Big Lies in a Small Town - Diane Chamberlain Page 0,49
date?” I asked. “Why don’t you just change the date of the gallery opening? It’s a pretty simple solution.”
Lisa looked away then let out a long, frustrated-sounding breath. She was not at all the woman I’d come to know over the last few days. She took a swallow of her wine, and her hand trembled when she set the glass down again. “I can’t,” she said simply.
“What is so magical about August fifth?” I asked. “If it’s causing you this much … agony, why not just say, hey, we need to move it to September fifth. Or October, even. I could really use the extra time, believe me.”

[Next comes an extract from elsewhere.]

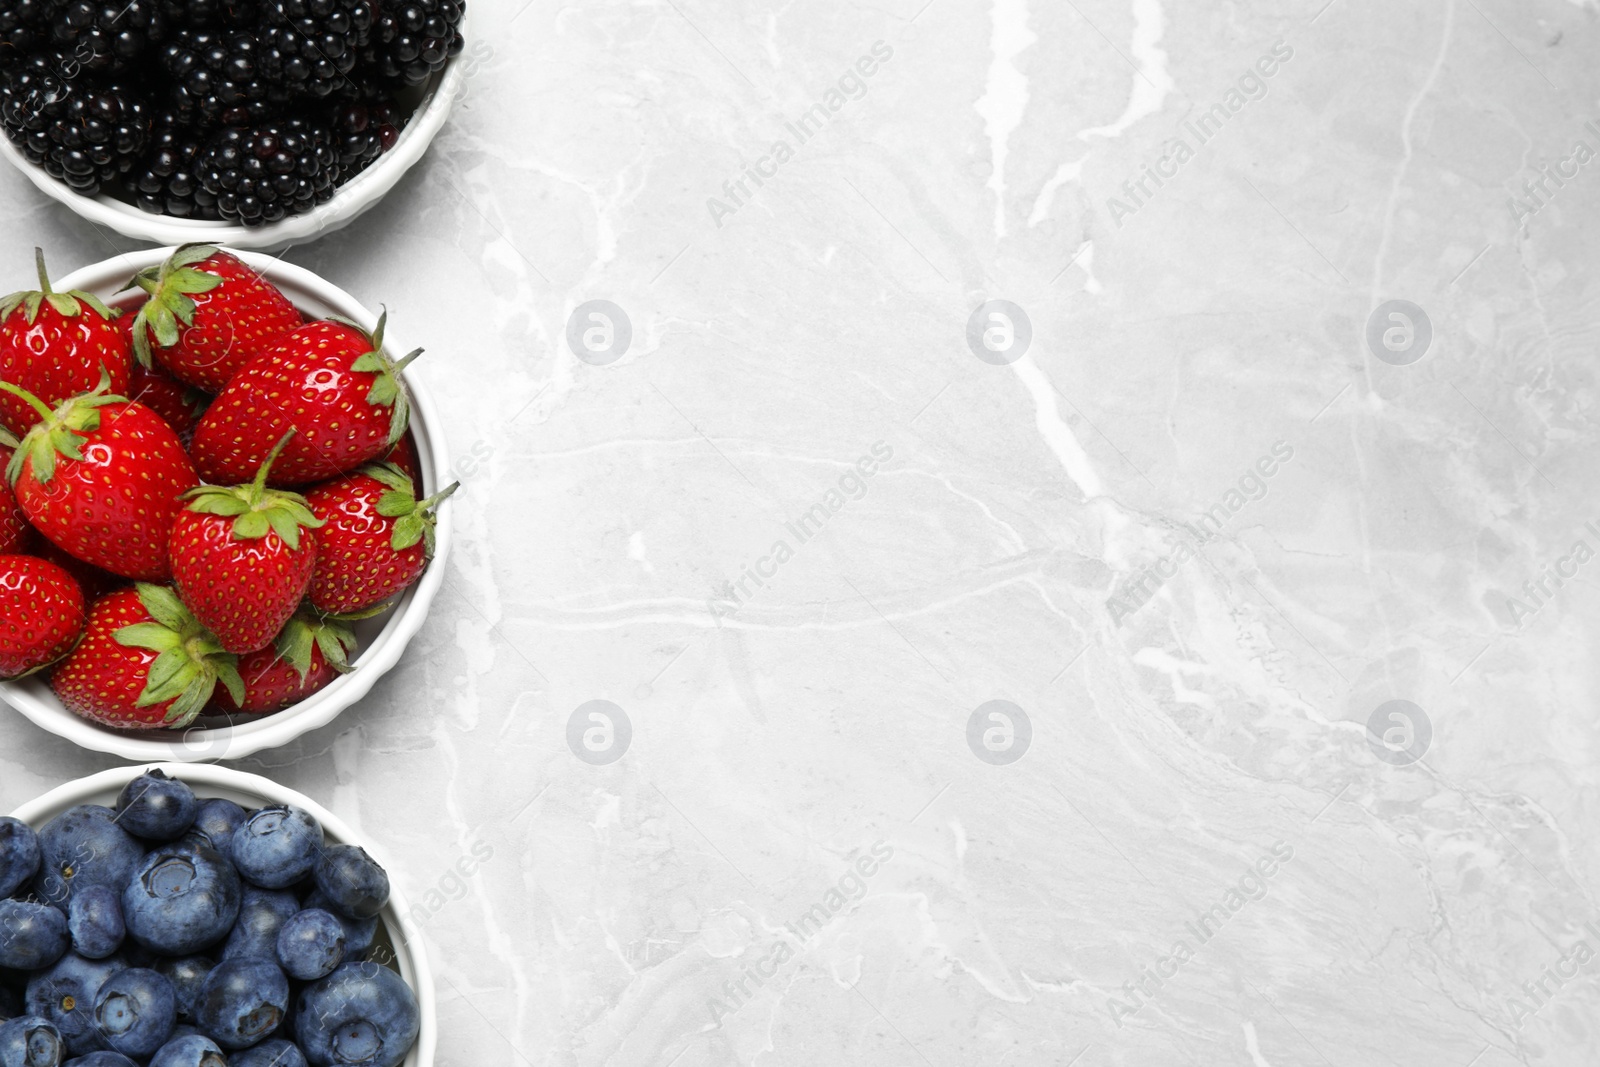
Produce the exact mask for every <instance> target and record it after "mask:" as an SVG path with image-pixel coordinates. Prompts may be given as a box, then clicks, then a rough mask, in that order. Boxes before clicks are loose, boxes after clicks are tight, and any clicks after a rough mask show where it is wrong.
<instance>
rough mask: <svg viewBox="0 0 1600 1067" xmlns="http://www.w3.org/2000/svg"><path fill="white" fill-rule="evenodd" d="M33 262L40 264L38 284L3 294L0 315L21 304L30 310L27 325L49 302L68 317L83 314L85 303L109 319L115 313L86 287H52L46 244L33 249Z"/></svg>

Lisa looked across the table at me. “My father put several conditions in his will.” She held up a hand as if to prevent an argument. “Don’t get me wrong,” she said. “He was a kind man. A very loving man. I always felt his love. Always. But he was also very controlling. And I guess his will was his final attempt to control me.”
“I don’t get it,” I said.
“He had the idea for the gallery for years and years—it was his dream—but when he neared the end … well, he thought if he left it in my hands, it would fizzle out. And he was probably right. I’m not an artist.” She shrugged. “I’m not even particularly interested in art, except for my father’s, which I love. But the gallery is not my dream. It was his. I guess he figured he had to come up with a way to force my hand. To make the gallery happen. So he tied my inheritance—specifically, this house—to the opening date of the gallery. Andrea Fuller—remember her? The attorney who came with me to the prison?”
I nodded.
“Andrea’s his executrix. If the gallery isn’t open by August fifth—with the mural restored and hanging in the foyer—the house will be donated to some indigent-artist fund or whatever.” Lisa waved a dismissive hand through the air. Then she swallowed hard, studying the wine in her glass. When she looked up at me again, tears brimmed in her eyes. “I can’t lose this house, Morgan.”
I frowned. “You can put something like that in a will?” I asked.

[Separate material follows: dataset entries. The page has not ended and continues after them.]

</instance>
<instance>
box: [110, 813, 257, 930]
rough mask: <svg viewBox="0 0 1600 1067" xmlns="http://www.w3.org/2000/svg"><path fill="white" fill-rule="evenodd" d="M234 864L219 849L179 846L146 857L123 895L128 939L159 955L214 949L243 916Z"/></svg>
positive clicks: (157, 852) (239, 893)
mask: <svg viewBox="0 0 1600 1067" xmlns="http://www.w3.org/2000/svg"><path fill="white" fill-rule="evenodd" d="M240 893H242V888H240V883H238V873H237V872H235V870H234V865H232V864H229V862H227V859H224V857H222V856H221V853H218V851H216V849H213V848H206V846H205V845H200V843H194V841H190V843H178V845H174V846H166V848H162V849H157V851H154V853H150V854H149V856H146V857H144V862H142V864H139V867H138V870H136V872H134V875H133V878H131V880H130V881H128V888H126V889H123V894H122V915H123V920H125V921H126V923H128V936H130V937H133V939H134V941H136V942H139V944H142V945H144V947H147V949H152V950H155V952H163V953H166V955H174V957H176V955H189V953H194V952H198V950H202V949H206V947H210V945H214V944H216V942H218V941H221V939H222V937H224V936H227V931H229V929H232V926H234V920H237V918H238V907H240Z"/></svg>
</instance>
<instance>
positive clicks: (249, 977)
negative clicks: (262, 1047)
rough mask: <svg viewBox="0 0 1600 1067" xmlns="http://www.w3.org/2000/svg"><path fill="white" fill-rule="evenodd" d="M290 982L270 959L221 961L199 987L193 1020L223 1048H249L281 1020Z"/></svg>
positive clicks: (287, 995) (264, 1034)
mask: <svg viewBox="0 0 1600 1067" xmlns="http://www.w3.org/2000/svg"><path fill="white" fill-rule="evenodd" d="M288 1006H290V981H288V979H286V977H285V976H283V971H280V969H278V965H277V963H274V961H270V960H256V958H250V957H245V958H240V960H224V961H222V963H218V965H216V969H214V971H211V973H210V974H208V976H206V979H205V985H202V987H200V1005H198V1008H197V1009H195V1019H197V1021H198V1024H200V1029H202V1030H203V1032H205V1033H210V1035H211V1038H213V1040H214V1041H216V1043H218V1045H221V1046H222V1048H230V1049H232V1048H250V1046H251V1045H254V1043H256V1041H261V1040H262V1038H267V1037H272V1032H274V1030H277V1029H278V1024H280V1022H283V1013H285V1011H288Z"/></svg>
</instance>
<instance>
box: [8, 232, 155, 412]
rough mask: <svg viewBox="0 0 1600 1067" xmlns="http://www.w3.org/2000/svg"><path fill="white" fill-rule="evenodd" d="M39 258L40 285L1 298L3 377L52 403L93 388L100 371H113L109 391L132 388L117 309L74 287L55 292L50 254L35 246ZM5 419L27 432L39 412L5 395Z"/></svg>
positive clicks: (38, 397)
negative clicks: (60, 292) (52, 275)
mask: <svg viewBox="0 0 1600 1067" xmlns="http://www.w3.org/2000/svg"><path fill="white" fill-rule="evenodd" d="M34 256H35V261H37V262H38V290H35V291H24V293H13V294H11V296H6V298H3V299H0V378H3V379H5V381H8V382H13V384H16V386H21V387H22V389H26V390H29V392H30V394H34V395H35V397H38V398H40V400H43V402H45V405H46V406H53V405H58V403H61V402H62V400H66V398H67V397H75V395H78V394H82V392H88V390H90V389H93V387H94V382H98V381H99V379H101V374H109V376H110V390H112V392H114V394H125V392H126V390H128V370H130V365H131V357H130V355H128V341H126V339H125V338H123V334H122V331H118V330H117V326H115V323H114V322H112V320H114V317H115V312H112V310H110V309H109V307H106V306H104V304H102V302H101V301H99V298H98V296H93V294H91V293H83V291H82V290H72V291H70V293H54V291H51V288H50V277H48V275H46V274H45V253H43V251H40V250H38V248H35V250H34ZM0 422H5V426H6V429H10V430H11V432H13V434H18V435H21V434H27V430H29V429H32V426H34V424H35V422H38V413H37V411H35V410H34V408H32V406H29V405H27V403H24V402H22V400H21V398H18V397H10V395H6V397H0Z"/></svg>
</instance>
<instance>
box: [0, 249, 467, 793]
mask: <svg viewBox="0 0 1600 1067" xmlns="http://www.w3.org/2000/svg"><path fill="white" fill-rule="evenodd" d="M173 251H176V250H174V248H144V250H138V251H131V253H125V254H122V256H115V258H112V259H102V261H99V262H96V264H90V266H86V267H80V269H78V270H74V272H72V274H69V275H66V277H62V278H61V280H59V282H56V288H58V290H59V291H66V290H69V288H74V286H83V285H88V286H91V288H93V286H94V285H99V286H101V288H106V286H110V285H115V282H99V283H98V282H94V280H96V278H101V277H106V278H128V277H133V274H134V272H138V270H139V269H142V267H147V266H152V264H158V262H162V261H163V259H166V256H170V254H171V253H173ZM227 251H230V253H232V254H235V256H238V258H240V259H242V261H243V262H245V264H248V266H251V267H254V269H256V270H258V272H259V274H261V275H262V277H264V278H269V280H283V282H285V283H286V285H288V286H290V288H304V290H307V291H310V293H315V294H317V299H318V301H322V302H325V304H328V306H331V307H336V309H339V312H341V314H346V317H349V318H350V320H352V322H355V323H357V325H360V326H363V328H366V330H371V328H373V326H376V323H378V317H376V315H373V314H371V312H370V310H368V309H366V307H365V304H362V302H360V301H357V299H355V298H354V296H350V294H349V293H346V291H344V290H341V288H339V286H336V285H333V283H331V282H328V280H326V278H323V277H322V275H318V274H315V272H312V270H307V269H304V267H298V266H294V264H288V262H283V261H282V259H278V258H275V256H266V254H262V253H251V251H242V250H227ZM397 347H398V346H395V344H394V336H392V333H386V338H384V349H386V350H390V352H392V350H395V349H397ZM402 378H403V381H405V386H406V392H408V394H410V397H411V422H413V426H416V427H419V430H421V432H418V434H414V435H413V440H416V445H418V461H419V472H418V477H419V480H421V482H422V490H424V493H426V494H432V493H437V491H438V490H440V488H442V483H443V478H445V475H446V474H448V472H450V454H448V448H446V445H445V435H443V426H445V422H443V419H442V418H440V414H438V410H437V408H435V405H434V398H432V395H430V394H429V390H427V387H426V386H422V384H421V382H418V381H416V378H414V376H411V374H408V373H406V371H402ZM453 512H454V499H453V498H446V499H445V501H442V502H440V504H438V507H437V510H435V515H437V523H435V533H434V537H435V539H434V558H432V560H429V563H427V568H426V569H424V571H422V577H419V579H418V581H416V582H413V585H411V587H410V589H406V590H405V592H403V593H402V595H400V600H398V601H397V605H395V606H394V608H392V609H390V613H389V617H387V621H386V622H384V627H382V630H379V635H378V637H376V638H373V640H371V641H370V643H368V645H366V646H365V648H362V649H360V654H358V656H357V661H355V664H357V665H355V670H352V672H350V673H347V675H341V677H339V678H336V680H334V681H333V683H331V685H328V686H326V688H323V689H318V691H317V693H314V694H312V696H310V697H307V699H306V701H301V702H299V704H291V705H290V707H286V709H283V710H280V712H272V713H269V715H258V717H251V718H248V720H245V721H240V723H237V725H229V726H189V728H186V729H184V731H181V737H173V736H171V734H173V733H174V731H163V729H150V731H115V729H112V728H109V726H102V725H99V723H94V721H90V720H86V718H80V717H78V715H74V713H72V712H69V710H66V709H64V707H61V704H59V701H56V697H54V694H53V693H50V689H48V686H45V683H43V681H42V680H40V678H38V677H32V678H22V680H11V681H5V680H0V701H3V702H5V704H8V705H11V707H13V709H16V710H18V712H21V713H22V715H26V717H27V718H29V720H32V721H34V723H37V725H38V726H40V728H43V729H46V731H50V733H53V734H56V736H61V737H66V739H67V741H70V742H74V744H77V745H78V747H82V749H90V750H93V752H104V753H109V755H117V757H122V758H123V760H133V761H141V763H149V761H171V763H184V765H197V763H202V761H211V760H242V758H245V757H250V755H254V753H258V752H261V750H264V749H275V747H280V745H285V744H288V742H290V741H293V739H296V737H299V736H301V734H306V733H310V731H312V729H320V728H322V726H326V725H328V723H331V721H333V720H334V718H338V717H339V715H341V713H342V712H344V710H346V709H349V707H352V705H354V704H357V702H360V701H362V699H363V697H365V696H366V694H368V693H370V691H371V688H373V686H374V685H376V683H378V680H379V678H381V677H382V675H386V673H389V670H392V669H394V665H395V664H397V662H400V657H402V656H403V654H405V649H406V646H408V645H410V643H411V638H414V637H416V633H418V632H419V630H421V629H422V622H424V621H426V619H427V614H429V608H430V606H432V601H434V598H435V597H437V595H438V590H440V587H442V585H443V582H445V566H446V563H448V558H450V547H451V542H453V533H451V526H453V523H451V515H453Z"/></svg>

Lisa nodded. “It’s a conditional will. You can’t force someone to do something … he can’t force you to restore that mural, for example … but he can tie your doing so to his bequest. And he’s tied you and me together, for some bizarre reason known only to him, and he’s not around to explain it. I can’t open the gallery until you finish the mural and if I don’t open the gallery by August fifth, I lose the thing that’s most precious to me.”
“Wow,” I said. “That sounds … extreme. Why didn’t he at least give you more time?”
“I told you he was manipulative,” Lisa said. “I suppose he figured the more time he gave me, the more I’d dawdle. And don’t get me wrong. He’s not leaving me destitute. He left me cash—I won’t starve—but it’s the house I want.” She gave a sorrowful shake of her head. “He had faith that I’d move heaven and earth to keep it.”
“Still, it’s only a house, Lisa,” I said. “I mean, I get that it’s beautiful and everything, but if he left you some money, too, couldn’t you just buy another? You’re only one person. You don’t need this much space.”
“You don’t get it,” she snapped, the prickly, dry-eyed woman I’d come to know suddenly back. “Don’t you have strong feelings about your childhood home?”
I pressed my lips together, remembering the chaos of the house I grew up in. The shouting and fighting between my parents, while I hid out in my room. The haphazard meals, bags of cheap burgers or fried chicken tossed on the kitchen table for dinner most nights. Staying home alone and scared most of the night when I was as young as five or six because they were out drinking. Spending as much time as I could at my friends’ houses, afraid to go home to my unpredictable parents. I’d felt safer and more cared about in my friends’ homes than I had in the house where my parents lived.
I thought of the height chart in Lisa’s pantry, the handprints on the front walk, and my heart contracted with envy.
“I never really felt attached to the house I grew up in,” I said, not wanting to get into all of my crazy history with her.